In the last month both Blair himself and Alan Milburn have attacked Miliband, to the applause of the Tory press. It is possible a Miliband defeat would put them back on the political stage. Labour is internally divided and has spent the coalition period being studiously vague. It is unlikely this will change as Labour fears a 1992 repeat, though this is not 1992 and with the Greens attracting young Leftish voters, its present course is risky.
The immediate priority is to secure a Miliband premiership via tactical voting. This would also lay the basis for an Anti Austerity Alliance. While the People’s Assembly is marginal. it could be strengthened by a strong tactical voting network for May 8th. In the immediate post election period, repealing the fixed parliament Act would be an essential first step.
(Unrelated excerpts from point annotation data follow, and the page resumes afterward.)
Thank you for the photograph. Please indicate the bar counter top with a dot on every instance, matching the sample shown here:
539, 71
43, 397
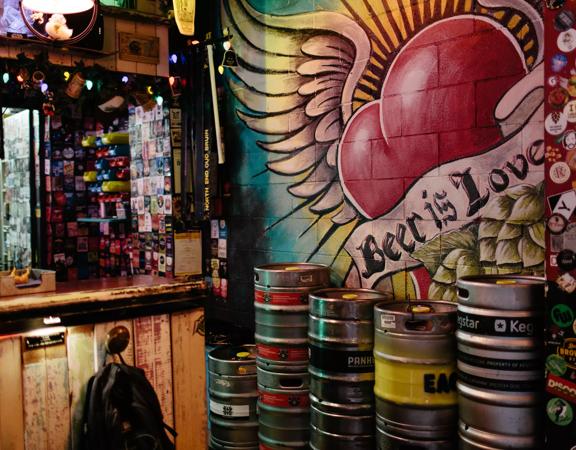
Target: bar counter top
77, 302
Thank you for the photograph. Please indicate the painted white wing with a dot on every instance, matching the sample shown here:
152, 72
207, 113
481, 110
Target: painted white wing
296, 77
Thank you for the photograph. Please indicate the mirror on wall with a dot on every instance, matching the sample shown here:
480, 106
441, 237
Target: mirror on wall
19, 164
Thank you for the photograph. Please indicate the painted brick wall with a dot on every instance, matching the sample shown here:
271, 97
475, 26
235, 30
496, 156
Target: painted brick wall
399, 143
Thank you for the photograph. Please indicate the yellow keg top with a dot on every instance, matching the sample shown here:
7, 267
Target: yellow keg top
421, 309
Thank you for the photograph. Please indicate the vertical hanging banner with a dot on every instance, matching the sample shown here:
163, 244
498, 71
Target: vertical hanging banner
560, 204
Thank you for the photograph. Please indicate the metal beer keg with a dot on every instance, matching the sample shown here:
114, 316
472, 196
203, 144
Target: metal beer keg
232, 397
415, 359
341, 335
500, 362
281, 308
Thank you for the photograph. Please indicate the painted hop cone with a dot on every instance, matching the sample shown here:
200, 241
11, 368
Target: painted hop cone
507, 239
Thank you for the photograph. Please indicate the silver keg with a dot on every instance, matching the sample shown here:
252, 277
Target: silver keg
500, 362
281, 312
233, 396
284, 409
341, 336
415, 375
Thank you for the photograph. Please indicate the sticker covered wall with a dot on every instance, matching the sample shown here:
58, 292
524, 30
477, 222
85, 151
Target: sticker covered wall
401, 144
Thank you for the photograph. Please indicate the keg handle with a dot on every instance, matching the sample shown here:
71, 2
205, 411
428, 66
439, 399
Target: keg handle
291, 382
117, 339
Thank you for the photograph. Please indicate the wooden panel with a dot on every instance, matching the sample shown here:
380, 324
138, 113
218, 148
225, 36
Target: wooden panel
153, 354
34, 385
80, 341
57, 406
189, 377
162, 70
121, 65
11, 405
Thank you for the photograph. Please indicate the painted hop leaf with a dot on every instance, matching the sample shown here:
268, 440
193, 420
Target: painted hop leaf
507, 239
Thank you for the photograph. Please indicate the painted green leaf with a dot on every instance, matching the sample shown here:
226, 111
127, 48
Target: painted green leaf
519, 190
451, 259
468, 265
444, 275
489, 228
532, 254
537, 233
436, 291
507, 252
488, 250
450, 294
509, 231
527, 209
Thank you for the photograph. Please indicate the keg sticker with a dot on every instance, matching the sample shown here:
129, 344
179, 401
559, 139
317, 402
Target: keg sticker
556, 365
500, 384
568, 352
281, 298
504, 326
229, 410
282, 353
499, 364
562, 315
441, 383
341, 361
561, 388
387, 321
559, 411
289, 400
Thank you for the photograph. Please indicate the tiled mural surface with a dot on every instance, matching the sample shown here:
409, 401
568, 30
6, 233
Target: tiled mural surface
400, 142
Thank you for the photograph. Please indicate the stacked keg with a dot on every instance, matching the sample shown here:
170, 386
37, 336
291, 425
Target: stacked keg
341, 336
500, 362
415, 375
281, 309
232, 398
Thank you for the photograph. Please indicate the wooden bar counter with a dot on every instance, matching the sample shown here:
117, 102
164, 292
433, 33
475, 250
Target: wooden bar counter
51, 343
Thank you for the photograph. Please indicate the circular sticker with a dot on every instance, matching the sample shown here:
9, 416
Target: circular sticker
557, 223
556, 365
570, 111
562, 315
564, 20
555, 123
560, 172
558, 97
559, 411
567, 40
559, 61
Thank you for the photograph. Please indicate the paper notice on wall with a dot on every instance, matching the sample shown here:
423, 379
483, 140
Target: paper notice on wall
188, 253
153, 354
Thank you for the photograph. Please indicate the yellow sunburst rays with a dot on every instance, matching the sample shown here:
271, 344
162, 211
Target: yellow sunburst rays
390, 23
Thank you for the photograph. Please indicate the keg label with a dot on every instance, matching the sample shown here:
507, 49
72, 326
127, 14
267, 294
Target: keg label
499, 364
500, 326
500, 385
281, 298
561, 388
568, 352
289, 400
341, 361
559, 411
282, 353
229, 410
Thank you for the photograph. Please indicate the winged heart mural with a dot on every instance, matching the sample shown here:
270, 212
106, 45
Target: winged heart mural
410, 134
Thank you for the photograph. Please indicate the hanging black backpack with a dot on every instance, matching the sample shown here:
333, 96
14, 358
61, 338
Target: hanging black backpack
122, 412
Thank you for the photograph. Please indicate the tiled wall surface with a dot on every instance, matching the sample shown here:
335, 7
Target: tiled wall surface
400, 143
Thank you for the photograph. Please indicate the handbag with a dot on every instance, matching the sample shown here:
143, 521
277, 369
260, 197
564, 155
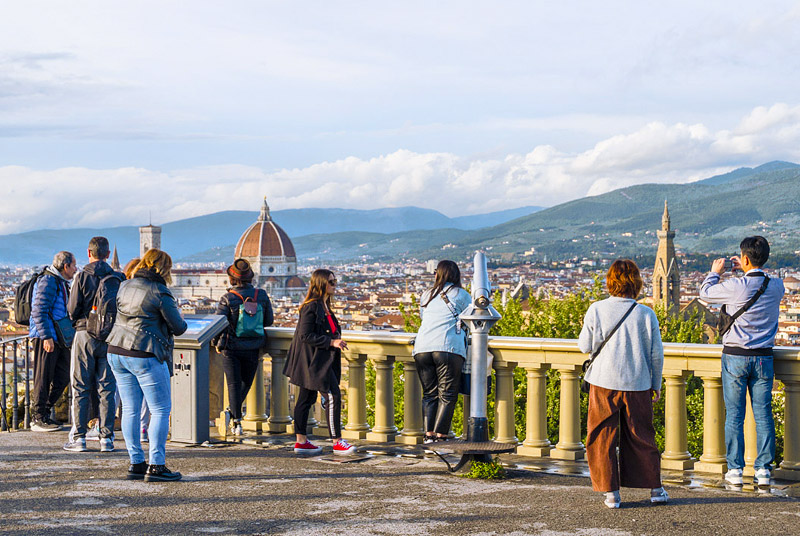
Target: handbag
725, 321
588, 363
65, 332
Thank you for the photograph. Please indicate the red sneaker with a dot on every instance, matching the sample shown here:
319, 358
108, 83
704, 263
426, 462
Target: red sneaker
343, 447
306, 448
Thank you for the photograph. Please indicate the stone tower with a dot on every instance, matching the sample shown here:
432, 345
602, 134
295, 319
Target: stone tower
149, 237
666, 279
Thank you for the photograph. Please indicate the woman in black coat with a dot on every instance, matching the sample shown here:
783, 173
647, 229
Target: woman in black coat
240, 353
314, 363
A coalition may be the outcome if there is no majority, but not for another five years. It has to be brought to an end when circumstances change, for another election to seek a majority. Otherwise we really will have the French Fourth Republic in the UK, with disastrous consequences.
Notes:
Weimar Republic 1919-1933
German constitution which was adopted in the town of Weimar as the capital Berlin was the seat of street fighting between the Communists and the Nationalist Far Right. These two forces made the years between 1919-1924 grim culminating in the hyper inflation of 1923-24 and the Hitler putsch in Munich. From 1924 the parliamentary system regained control as the revolutionary parties lacked the strength to take the government. From 1930 parliamentary government – the Reichstag – was undermined by the Great Depression and fighting entered into the building itself, Communists and the Nationalists both wanting to destroy parliamentary democracy to enact a revolution. The Nazis won in the face of a majority but divided left and in January 1933 Hitler became chancellor and wiped out the Weimar constitution.
French Fourth Republic 1946-58
French Constitution adopted 1946 against de Gaulle’s wishes, as he wanted a presidential system. De Gaulle quit politics despite leading the Free French in the second world war. A parliamentary system with a Prime Minister leading by parliamentary vote, not presidential mandate, proved unable to provide stable government with a plethora of parties, though there was no violence and communists generally worked with socialists. There were constant changes of government however – 21 in 12 years – and colonial questions proved increasingly difficult. The Algerian revolt and the Secret Army Organisation formed to fight it led to the collapse of the Fourth Republic and the return of de Gaulle as the only man who could defuse the OAS threat. He became President in a Fifth Republic constitution which survives today.